Este último tambaleaba mucho al entrar en el coche y pronto se quedó profundamente dormido, arrullado quizá por el monótono desfile de versículos que salían atropellándose de los labios delgadísimos del clérigo.

* * *

La pareja de recién casados se instaló en el ángulo opuesto, y aunque ambos parecían no haberse apercibido de la presencia del clérigo ni de la del rubio obeso, ella había temblado bajo la bata de seda cruda que cubría su cuerpo desde el cuello mórbido hasta los piececitos calzados con choclos de lona. Ella sí reconoció en el rubio ebrio a su ex novio, el desdeñado, el que, según díceres de sus amigas, bebía para olvidar los desdenes recibidos.

Ella sí, temblorosa por su felicidad, escondió la cabeza en el seno del esposo, cerró los ojos para ni siquiera mirar a su ex novio y abandonó su espíritu a la vertiginosa carrera del tren. El esposo, solícito, la cubrió cariñosamente con un poncho, se reclinó de manera que ella pudiera descansar la cabeza en su pecho como en almohada palpitante, y mientras ella dormía, él se puso a contemplar a través de los cristales del coche la llanura cargada de tinieblas, los árboles, que como monjes altísimos y encapuchados desfilaban rápidamente, y los mundos que temblaban a intermitencias sobre el inmenso firmamento.

El rubio obeso había echado la cabeza hacia atrás y roncaba profundamente, interrumpiéndose a ratos por accesos de los que venían a amoratarle la faz y a hacer fatigosa sa respiración.

El clérigo, entonces suspendía su rezo y murmuraba santiguándose: Ab omne malo, ab omni peccato libera me, libera me Domini. Después se golpeaba tres veces el pecho y proseguía leyendo su breviario.

Antes de rezar maitines, sacó galletas inglesas y queso de Gruyere de una gran bolsa de seda roja con cordones verdes; comió en silencio, se limpió cuidadosamente los dientes con un alfiler y prosiguió su rezo, que concluyó al cabo de veinte minutos, murmurando como si descansara de un gran peso:

Dominus dei nobis suam pacem Et vitam aeternam — Amén.

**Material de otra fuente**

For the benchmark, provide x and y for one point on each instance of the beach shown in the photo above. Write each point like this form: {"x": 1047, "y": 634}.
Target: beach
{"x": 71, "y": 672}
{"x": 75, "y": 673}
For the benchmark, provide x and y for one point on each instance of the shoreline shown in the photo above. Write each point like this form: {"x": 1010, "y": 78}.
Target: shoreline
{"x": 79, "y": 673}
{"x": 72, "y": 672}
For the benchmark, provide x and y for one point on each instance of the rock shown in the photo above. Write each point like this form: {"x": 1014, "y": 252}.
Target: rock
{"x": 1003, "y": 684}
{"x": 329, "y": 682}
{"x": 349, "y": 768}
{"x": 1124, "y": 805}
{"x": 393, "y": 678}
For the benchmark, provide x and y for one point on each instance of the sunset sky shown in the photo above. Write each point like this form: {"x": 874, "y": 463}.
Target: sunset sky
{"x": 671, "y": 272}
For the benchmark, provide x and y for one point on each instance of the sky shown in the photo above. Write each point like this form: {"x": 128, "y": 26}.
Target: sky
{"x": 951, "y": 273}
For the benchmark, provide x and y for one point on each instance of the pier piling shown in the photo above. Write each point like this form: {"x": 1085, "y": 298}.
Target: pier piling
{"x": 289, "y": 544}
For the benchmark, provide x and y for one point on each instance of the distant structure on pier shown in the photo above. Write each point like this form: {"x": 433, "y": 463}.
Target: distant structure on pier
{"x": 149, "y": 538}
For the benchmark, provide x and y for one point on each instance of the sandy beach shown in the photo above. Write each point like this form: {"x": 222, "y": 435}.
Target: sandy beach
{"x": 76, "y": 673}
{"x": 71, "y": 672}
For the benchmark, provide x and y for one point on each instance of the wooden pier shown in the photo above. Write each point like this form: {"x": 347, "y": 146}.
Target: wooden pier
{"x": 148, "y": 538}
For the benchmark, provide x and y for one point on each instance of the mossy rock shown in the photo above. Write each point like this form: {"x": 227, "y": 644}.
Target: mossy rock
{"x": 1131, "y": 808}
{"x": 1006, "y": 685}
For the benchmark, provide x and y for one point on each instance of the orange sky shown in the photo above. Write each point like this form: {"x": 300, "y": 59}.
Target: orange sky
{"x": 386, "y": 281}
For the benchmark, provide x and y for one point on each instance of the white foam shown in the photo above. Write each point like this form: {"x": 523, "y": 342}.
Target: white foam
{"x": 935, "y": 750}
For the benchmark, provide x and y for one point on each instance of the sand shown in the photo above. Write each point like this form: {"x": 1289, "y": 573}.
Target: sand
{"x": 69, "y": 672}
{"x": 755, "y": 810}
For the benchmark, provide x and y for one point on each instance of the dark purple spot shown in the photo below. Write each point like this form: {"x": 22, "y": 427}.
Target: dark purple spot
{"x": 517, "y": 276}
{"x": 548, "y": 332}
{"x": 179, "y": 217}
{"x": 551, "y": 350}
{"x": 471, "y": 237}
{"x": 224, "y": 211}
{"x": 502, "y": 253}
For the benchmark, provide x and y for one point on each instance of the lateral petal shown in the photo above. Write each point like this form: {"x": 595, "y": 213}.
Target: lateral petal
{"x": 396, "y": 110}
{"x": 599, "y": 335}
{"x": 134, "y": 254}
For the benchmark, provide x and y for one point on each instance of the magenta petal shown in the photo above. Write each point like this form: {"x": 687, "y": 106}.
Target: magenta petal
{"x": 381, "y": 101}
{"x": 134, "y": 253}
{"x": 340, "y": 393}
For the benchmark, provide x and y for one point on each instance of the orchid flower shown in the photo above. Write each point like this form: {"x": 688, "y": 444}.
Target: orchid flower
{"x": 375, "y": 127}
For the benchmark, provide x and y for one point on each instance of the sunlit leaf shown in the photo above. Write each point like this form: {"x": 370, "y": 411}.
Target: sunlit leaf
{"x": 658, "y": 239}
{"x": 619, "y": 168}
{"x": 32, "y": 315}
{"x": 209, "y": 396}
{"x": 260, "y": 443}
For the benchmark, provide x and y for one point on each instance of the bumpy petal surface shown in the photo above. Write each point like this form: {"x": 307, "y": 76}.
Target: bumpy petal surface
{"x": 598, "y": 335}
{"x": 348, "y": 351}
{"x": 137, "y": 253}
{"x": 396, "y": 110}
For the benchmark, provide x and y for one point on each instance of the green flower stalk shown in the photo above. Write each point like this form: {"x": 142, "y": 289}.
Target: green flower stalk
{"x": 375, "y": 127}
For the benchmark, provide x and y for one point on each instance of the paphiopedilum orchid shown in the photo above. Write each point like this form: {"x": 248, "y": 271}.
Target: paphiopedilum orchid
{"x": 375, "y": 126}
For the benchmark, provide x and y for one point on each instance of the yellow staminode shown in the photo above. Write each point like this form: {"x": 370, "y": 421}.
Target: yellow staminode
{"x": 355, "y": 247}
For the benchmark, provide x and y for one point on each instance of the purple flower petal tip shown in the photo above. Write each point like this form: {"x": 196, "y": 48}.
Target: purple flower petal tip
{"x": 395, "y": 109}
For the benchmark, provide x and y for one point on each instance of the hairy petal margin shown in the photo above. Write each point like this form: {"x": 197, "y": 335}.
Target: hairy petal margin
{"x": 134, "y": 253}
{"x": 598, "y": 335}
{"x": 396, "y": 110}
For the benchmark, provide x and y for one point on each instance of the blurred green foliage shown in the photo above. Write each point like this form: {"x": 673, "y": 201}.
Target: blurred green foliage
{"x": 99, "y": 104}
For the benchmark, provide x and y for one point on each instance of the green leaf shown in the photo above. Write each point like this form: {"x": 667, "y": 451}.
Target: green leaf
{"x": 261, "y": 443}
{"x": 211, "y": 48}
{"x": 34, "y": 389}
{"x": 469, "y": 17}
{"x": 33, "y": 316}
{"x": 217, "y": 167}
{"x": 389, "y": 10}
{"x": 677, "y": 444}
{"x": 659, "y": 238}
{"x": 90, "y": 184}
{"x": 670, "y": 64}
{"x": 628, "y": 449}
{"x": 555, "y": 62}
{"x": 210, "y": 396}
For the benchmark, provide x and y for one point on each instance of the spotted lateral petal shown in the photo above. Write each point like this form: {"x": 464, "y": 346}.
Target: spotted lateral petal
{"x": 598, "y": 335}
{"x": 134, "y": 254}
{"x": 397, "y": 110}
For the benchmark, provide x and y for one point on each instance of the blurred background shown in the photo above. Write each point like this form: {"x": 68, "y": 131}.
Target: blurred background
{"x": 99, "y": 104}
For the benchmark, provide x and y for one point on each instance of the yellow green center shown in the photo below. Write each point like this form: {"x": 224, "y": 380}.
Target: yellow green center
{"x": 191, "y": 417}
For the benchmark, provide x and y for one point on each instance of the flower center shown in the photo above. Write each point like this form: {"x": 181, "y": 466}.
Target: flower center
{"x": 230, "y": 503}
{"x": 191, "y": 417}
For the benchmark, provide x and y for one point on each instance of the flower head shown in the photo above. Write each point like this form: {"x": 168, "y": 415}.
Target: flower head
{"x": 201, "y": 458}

Luego se quitó las antiparras, y arrebujándose en el manteo, se abandonó a dormir.

* * *

Entre tanto, el tren volaba a través de llanuras, y bosques y montañas taladradas. Los cuatro pasajeros dormían, y las lámparas del coche les alumbraban con esos fulgores trágicos que da la luz artificial a los rostros de los que duermen; pero repentinamente, el rubio se levantó del asiento, se le amorató la faz, abrió desmesuradamente los ojos, intentó gritar, volvió a caer sobre el asiento como herido por una chispa eléctrica y sólo pudo asir con la mano derecha el manteo del presbítero. Entreabrió éste los somnolientos párpados, y al mirar la espantosa fisonomía del rubio congestionado, se santiguó: et ne nos inducas in tentationem, dijo a media voz. Volvió a arrebujarse en el manteo y cerró los párpados, que apenas había entreabierto para mirar la faz aterradora del congestionado. Este soltó el manteo, dejó caer la cabeza y los brazos hacia atrás y por su rostro comenzó a correr un sudor glacial que empapó el respaldo del asiento.

* * *

Sólo la estentórea respiración de la caldera turbó el profundísimo silencio del camino. En el interior del coche de primera, apenas se percibía que respiraban los recién casados y el clérigo; y las lámparas detenían sus trágicos fulgores amarillentos sobre la descompuesta faz del rubio.

* * *

Al amanecer, cuando el tren se detuvo en el punto de llegada, el negro conductor se acercó al rubio recargado sobre el respaldo del asiento. Le asió ambos brazos, lo sacudió fuertemente y dijo al clérigo encarándosele:

— He is dead! oh yes! he is dead!

El presbítero contestó santiguándose:

— Libera me Domine.

Y la recién casada, temblorosa, asida al brazo de su esposo, apartó los ojos de la faz amoratada de su ex novio.